Six facteurs de risques sont aujourd’hui pris en compte :

  • Travail de nuit ;
  • Travail en équipes successives alternantes ;
  • Travail répétitif ;
  • Travail en milieu hyperbare ;
  • Températures extrêmes ;
  • Bruit.

Le TESA est rattaché à la catégorie des rythmes de travail particuliers. Il recouvre en pratique les organisations de type 2×8, 3×8, 5×8 ou assimilées, dans lesquelles des équipes se relaient sur les mêmes postes selon des cycles prédéfinis, tout en comportant des horaires de nuit.

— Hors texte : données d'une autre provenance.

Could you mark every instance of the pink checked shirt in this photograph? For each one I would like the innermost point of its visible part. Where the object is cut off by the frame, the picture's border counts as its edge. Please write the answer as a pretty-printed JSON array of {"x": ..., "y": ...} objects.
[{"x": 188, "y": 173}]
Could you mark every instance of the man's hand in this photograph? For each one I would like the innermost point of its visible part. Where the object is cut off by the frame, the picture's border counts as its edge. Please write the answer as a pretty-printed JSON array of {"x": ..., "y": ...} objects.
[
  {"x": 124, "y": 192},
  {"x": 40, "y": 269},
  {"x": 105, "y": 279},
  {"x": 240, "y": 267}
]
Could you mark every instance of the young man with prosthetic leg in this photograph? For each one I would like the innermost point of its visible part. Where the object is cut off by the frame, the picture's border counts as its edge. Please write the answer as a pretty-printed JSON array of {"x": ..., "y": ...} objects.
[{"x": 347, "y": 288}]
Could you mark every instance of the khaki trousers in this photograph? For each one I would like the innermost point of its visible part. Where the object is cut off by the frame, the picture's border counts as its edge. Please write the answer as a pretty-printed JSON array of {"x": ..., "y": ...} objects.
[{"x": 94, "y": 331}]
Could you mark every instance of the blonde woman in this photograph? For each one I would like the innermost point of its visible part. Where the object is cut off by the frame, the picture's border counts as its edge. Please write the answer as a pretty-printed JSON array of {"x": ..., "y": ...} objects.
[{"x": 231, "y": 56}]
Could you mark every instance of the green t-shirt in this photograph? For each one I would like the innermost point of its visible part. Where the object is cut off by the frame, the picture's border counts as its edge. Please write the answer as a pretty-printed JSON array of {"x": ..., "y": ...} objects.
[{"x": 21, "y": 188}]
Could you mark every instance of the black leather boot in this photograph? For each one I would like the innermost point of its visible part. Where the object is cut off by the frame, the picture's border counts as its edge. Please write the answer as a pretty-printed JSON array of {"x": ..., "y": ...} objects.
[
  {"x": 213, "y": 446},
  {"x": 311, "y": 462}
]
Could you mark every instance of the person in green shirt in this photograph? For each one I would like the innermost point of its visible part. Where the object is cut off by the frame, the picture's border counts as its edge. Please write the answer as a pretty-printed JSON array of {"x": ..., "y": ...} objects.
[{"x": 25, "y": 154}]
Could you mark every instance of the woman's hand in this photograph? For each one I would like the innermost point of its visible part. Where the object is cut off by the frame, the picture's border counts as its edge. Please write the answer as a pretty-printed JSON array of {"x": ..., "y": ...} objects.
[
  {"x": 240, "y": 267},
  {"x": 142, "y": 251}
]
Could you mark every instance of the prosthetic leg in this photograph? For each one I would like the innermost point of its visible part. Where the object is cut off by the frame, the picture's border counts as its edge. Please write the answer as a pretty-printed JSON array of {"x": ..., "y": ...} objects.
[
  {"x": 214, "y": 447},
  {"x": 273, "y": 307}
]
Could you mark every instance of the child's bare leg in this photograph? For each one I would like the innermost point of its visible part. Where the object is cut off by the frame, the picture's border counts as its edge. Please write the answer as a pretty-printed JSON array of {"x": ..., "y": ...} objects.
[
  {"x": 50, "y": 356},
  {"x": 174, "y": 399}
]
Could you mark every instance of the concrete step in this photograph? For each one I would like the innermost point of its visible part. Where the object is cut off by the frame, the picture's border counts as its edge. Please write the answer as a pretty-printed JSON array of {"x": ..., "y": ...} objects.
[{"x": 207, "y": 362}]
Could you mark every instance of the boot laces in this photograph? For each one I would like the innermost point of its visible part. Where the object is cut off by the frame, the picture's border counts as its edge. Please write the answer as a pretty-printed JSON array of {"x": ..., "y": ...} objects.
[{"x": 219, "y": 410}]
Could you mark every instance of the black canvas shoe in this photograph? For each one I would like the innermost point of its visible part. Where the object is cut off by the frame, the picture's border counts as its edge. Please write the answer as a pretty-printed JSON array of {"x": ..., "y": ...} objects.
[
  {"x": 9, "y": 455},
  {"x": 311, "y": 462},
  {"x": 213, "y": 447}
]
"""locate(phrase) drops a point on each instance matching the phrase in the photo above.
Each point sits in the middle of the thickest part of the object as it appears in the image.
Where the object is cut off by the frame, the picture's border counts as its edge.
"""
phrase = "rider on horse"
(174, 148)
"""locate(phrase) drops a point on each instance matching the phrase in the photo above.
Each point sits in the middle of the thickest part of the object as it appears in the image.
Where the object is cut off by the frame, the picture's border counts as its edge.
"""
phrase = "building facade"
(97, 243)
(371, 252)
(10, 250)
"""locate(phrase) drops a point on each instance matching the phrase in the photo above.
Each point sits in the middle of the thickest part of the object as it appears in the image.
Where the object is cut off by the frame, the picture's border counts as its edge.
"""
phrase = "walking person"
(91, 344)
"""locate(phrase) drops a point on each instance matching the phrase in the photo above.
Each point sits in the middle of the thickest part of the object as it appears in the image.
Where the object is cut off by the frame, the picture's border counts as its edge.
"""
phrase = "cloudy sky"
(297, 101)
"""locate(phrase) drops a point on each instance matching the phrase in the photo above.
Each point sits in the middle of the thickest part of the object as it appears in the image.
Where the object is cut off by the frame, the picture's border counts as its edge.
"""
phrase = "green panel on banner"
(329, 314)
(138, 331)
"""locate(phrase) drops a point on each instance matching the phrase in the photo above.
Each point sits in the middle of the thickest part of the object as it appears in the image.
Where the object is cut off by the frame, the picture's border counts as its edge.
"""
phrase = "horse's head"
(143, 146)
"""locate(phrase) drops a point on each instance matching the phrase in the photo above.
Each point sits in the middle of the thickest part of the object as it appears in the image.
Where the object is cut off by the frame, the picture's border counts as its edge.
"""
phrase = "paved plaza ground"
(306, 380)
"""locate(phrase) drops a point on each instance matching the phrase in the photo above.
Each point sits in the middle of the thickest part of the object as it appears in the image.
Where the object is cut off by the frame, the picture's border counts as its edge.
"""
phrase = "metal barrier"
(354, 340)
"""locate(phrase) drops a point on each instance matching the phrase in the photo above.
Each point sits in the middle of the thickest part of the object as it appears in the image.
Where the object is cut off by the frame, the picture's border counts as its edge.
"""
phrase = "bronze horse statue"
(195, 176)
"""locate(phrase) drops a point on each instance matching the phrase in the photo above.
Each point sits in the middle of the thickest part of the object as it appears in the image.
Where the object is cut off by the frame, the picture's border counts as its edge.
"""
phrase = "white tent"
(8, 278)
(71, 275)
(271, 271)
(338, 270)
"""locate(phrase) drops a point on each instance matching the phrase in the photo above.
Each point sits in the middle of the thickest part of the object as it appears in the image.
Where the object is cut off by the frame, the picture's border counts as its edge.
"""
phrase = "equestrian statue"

Depuis la réforme de 2023, les seuils d’exposition ont été abaissés : le travail de nuit est caractérisé par au moins une heure de travail entre 0 h et 5 h sur 100 nuits par an, et le TESA par un travail en équipe impliquant au minimum une heure travaillée entre 0 h et 5 h sur 30 nuits par an. En cas de poly‑exposition à plusieurs facteurs, le nombre de points acquis est désormais multiplié par le nombre de facteurs, ce qui renforce l’enjeu déclaratif pour les employeurs.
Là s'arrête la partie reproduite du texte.